Customized Gut Bacteria Could Help Weight Loss
Our gut bacteria might determine how heavy we are, according to a new study.
Scientists have identified a specific, little known bacterial family that is highly heritable and more common in thinner people. The latest study also revealed that mice transplanted with this microbe were less likely to gain weight.
Researchers said the latest study suggests that customized probiotic therapies based on an individual's genetic makeup can help reduce the risk of obesity-related diseases.

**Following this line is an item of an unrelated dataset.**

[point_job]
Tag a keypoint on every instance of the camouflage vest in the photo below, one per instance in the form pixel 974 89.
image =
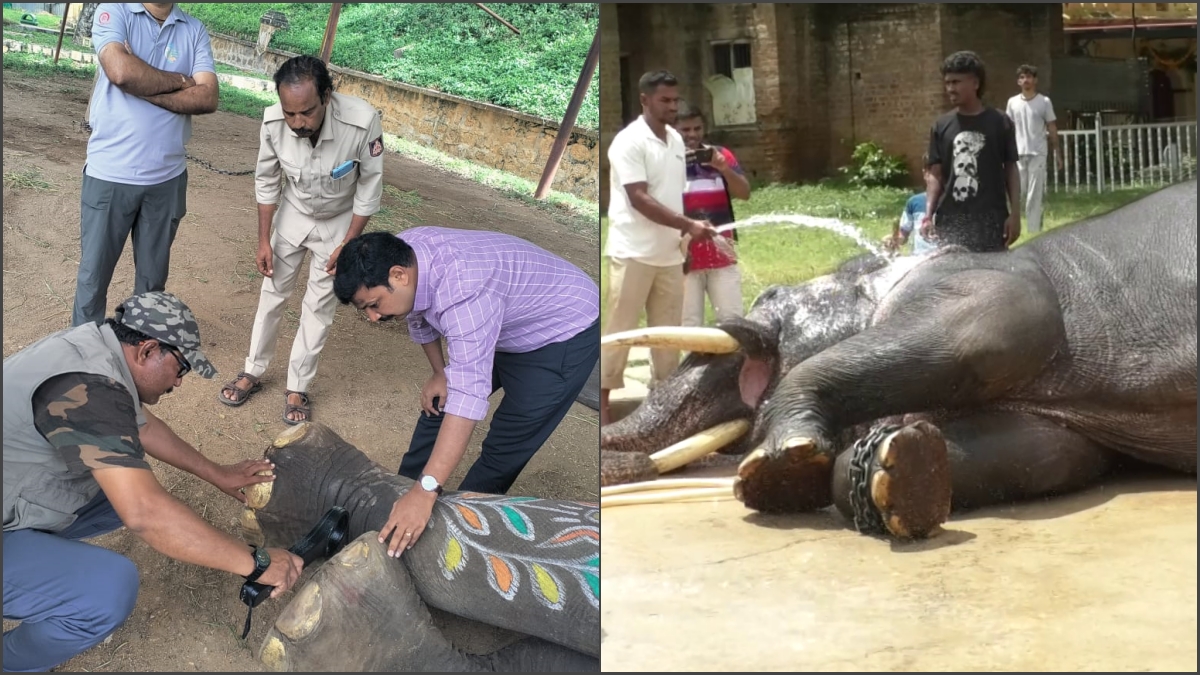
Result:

"Our findings show that specific groups of microbes living in our gut could be protective against obesity - and that their abundance is influenced by our genes. The human microbiome represents an exciting new target for dietary changes and treatments aimed at combating obesity," Professor Tim Spector, Head of the Department of Twin Research and Genetic Epidemiology at King's College London, said in a news release.
"Up until now, variation in the abundances of gut microbes has been explained by diet, the environment, lifestyle, and health. This is the first study to firmly establish that certain types of gut microbes are heritable -- that their variation across a population is in part due to host genotype variation, not just environmental influences. These results will also help us find new predictors of disease and aid prevention," added Ruth Ley, Associate Professor at Cornell University in the United States, according to a statement.
The latest findings were published in the journal Cell.